Золотой истукан | страница 34



— Куда? Ходил уже Идар. Не пойду. Запори — не пойду. Лазутчиком вашим не буду. Убейте, не буду.

Старик изумился:

— Лазутчиком? Эх, милый. Какой из тебя лазутчик. Мешки будешь таскать. Но уговор — не пытайся бежать. Сам на стрелу каленую нарвешься и меня под плети подведешь, — доверяю, видишь, тебе.

— Это хорошо, — сказал он по дороге, — что урусы упрямы. Для них, конечно, не для нас, — вновь отметил старик с усмешкой. — Потому-то и живы, при своей-то неповоротливости. Идара, дружка твоего, уж чем не прельщали беку служить. Не хочет.

Руслан остановился.

— Как? Разве он… разве не сам? Сманывали его?

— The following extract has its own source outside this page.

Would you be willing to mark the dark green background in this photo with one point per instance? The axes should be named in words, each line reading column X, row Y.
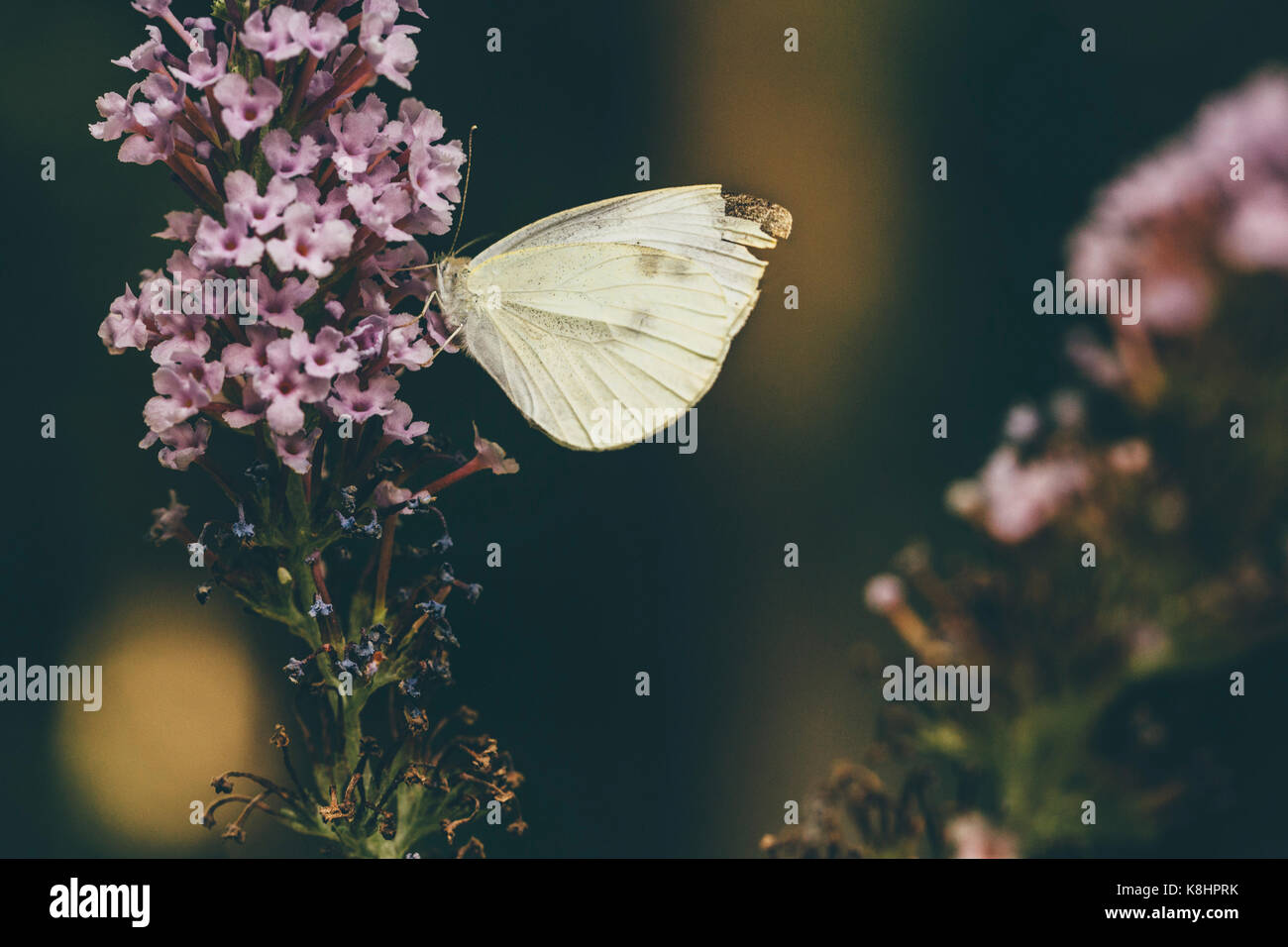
column 640, row 560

— Князева жена на колени становилась. Согласись, мол, за князем следить, о делах на Руси козарам доносить. Эх, заживем. Вином, беднягу, поили, плетьми лупили — ни в какую, «И так весь в грехах. Лучше убейте. Брата вину, свои грехи искуплю. А то — стыдно людей. Арслану — то есть, тебе — в глаза, мол, совестно смотреть: он, говорит, только путь начинает; к чему придет, кем он станет, если подле — подлость одна, сплошь сволочь». Ну, другой напросился. Богатый.

— Как зовут?

Старик усмехнулся:

— Не помню.

— Дородный, веселый?

— Вроде.

— Пучина!

— Может, Пучина, может, Кручина.

Руслана будто по голове ударили — схватился, остолбенел. И впрямь — крот слепой. Какой же ты дурак. Сечь тебя и сечь, чтоб хоть чуточку ума прибавилось…

— Не буду мешки таскать.

— Что? Тоже стыдно? — Старик покачал головой. — Эх, зеленый ты еще, зеленый. Брось. Ребячество. Всех погнали телеги нагружать. Было бы, сыне, из-за чего рисковать. Береги башку, пригодится.

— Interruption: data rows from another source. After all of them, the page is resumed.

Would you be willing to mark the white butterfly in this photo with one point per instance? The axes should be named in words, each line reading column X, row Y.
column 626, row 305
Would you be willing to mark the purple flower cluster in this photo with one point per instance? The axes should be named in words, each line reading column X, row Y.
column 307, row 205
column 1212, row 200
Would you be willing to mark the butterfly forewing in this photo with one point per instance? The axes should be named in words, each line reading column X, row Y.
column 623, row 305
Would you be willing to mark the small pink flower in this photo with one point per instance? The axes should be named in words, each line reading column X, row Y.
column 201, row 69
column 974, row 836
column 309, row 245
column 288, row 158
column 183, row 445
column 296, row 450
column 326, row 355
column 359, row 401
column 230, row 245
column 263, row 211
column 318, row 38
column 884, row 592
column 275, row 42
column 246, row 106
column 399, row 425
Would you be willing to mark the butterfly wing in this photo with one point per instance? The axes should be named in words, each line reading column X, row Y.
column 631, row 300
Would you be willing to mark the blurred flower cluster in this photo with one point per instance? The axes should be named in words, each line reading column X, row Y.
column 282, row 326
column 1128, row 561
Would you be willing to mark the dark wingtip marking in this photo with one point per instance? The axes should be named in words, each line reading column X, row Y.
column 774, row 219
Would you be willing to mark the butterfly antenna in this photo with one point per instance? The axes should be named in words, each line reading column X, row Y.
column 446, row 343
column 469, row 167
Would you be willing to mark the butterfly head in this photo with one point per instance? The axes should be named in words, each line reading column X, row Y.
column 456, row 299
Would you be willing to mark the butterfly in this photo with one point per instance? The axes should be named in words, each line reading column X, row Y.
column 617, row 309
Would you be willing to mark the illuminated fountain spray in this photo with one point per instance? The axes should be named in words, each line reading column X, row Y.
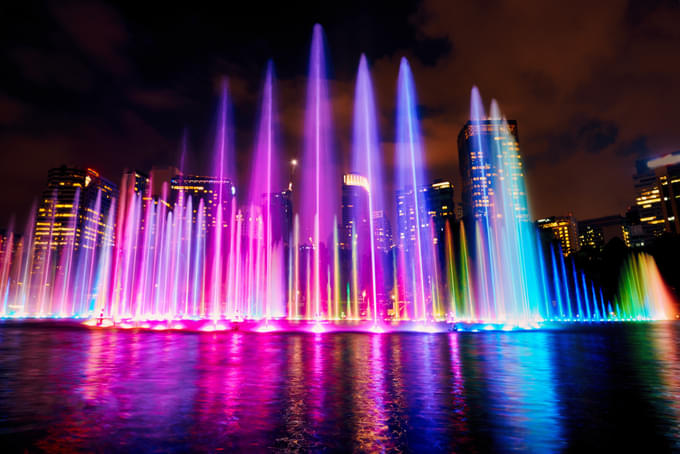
column 415, row 251
column 267, row 294
column 367, row 161
column 168, row 260
column 319, row 177
column 642, row 292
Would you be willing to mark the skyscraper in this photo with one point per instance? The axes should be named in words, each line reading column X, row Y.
column 563, row 229
column 440, row 207
column 596, row 233
column 478, row 141
column 72, row 214
column 354, row 208
column 657, row 198
column 209, row 190
column 667, row 171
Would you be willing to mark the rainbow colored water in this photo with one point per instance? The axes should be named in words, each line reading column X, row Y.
column 166, row 266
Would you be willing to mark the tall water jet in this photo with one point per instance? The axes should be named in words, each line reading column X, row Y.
column 265, row 190
column 415, row 246
column 319, row 175
column 225, row 173
column 509, row 271
column 366, row 156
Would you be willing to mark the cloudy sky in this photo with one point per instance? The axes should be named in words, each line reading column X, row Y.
column 593, row 85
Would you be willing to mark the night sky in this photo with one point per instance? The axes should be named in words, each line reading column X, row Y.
column 594, row 85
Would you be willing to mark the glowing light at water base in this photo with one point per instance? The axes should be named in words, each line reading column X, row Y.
column 287, row 254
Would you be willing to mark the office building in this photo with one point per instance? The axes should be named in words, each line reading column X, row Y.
column 596, row 233
column 488, row 156
column 563, row 229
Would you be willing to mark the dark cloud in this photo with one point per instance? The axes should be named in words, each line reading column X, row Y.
column 636, row 147
column 97, row 30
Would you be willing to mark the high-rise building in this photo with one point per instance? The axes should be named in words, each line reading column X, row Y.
column 161, row 180
column 134, row 181
column 208, row 190
column 479, row 143
column 596, row 233
column 354, row 208
column 563, row 229
column 440, row 207
column 648, row 203
column 407, row 219
column 657, row 198
column 667, row 171
column 73, row 211
column 282, row 216
column 437, row 207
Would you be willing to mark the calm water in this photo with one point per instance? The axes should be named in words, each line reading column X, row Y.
column 607, row 388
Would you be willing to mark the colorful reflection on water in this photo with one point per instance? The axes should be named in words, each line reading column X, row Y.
column 65, row 389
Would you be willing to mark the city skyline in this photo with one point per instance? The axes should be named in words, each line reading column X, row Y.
column 577, row 140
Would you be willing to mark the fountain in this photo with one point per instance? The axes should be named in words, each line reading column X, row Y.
column 208, row 257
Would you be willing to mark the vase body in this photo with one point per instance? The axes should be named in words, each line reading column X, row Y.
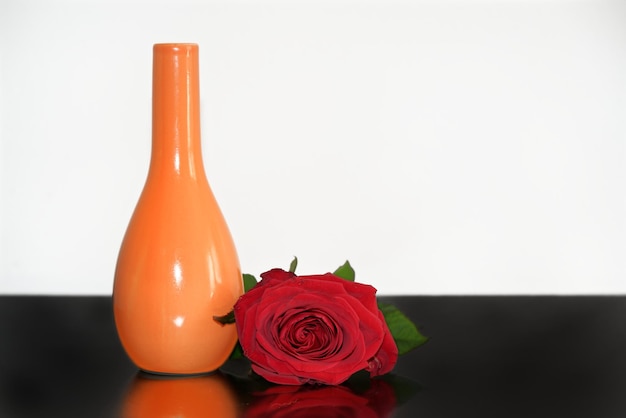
column 177, row 266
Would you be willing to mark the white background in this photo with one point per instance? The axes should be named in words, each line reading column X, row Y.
column 443, row 147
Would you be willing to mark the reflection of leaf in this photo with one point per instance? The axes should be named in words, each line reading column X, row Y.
column 345, row 271
column 404, row 332
column 249, row 281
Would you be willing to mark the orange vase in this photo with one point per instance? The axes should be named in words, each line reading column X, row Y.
column 177, row 265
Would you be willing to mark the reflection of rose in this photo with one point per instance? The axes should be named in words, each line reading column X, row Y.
column 320, row 401
column 313, row 329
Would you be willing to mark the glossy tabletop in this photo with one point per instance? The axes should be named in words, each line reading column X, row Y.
column 493, row 356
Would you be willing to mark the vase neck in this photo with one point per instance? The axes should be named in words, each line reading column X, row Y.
column 176, row 111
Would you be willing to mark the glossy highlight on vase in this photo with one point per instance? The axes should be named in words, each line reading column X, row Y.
column 177, row 266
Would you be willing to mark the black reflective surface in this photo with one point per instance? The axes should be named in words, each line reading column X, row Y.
column 487, row 357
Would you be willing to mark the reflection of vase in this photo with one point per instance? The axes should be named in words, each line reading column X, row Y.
column 202, row 396
column 177, row 265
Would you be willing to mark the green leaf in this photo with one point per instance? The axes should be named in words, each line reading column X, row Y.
column 345, row 271
column 404, row 332
column 229, row 318
column 293, row 265
column 249, row 281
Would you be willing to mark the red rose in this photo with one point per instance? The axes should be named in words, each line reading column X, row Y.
column 313, row 329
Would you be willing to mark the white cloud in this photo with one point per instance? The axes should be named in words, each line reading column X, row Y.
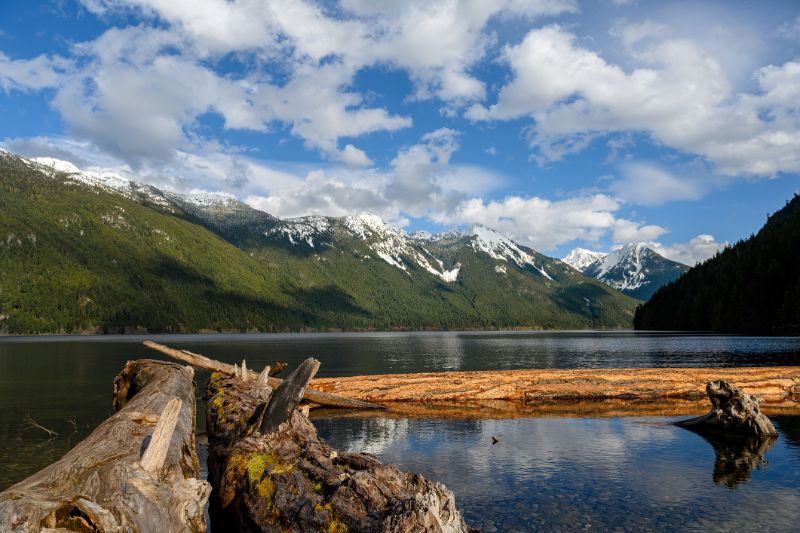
column 790, row 30
column 626, row 231
column 537, row 222
column 34, row 74
column 690, row 253
column 355, row 157
column 300, row 58
column 680, row 96
column 645, row 183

Окраина стана. Вереница больших раскрашенных телег. Возле — кучи плотно набитых шерстяных мешков. Ишь, бродяги степные. Любят пестрое. Мешки — и те полосатые, красные с желтым. Немало пришлось их перекидать на телеги Руслану. Растянулся, как жердь, на траве. В очах — полосы красные. Долго держал, лежа навзничь, очи закрытыми, пока, приоткрыв, вновь не увидел небесную синь.

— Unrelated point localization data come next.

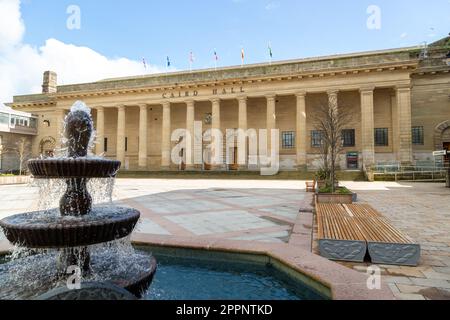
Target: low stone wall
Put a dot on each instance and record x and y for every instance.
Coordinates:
(14, 180)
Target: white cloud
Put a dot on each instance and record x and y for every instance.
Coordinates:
(272, 5)
(22, 66)
(11, 24)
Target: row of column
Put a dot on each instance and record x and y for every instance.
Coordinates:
(401, 125)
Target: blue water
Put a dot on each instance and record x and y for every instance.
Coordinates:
(188, 279)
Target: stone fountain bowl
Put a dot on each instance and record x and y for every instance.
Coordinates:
(74, 168)
(51, 230)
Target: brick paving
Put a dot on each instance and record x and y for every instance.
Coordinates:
(421, 210)
(267, 212)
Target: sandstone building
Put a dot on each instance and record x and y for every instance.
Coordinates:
(400, 100)
(17, 132)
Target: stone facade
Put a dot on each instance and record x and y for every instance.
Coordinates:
(9, 151)
(135, 117)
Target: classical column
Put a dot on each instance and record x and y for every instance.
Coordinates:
(243, 126)
(143, 133)
(367, 126)
(395, 127)
(190, 119)
(333, 98)
(271, 120)
(100, 146)
(215, 125)
(166, 135)
(60, 115)
(121, 135)
(301, 133)
(404, 122)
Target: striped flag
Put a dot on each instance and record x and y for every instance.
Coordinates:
(145, 63)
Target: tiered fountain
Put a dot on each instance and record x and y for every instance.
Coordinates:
(75, 234)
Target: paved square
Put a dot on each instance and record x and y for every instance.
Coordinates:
(268, 211)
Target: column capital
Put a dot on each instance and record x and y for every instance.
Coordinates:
(332, 92)
(190, 103)
(300, 94)
(242, 98)
(403, 87)
(367, 89)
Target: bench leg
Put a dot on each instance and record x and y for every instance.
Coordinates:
(343, 250)
(394, 254)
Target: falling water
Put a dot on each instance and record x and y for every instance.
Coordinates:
(31, 272)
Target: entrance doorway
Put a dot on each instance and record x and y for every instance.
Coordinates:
(447, 157)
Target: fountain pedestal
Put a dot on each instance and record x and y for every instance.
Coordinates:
(78, 225)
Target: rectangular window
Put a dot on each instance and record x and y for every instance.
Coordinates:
(4, 118)
(288, 140)
(316, 138)
(381, 137)
(418, 135)
(348, 138)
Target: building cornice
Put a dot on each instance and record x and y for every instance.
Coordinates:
(404, 60)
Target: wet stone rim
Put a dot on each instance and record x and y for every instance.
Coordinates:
(74, 168)
(63, 233)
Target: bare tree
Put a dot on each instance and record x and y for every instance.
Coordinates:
(330, 120)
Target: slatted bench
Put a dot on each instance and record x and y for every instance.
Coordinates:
(343, 228)
(338, 237)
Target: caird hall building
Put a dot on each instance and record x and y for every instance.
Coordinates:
(400, 101)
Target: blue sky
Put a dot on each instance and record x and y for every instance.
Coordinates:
(295, 28)
(115, 35)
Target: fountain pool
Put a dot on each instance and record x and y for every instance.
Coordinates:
(185, 274)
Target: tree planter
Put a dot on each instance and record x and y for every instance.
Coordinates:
(335, 198)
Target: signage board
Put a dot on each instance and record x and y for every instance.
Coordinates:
(440, 153)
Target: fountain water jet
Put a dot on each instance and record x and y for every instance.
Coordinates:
(73, 230)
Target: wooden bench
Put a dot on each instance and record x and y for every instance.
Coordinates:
(341, 225)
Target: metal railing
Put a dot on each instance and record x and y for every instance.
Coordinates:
(396, 172)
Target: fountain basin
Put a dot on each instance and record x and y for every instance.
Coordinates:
(32, 277)
(51, 230)
(73, 168)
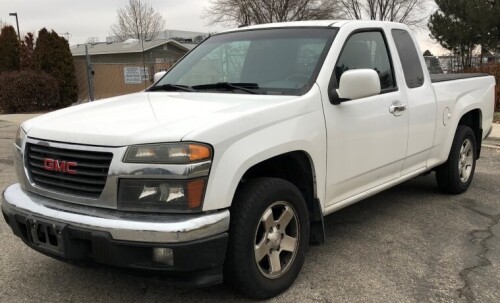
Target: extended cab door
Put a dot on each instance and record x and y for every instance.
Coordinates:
(366, 142)
(420, 99)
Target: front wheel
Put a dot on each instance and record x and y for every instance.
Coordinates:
(268, 235)
(455, 175)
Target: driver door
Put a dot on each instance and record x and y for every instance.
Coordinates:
(366, 142)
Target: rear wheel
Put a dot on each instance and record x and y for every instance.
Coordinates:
(268, 235)
(455, 175)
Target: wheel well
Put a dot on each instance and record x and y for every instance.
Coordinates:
(295, 167)
(473, 120)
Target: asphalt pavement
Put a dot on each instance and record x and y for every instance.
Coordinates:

— Я слыхал, — просипел Руслан. — у степных людей в почете синее. У вас же все красное. А красное — цвет хлеборобов.

— Наверно, от аланов переняли. Аланы, правда, тоже конный народ, но иных корней, арийских. Пристрастны к красному. А мы — на треть аланы.

— То-то вижу: не столь уж вы, козаре, скуласты да узкоглазы, как в наших весях толкуют. Есть носатые, рослые. К примеру, ты — вовсе светлый.

— А мы не козаре. Булгаре. Потомки воинов хуннских да женщин аланских.

— Это как же? Ведь истребили козаре булгар.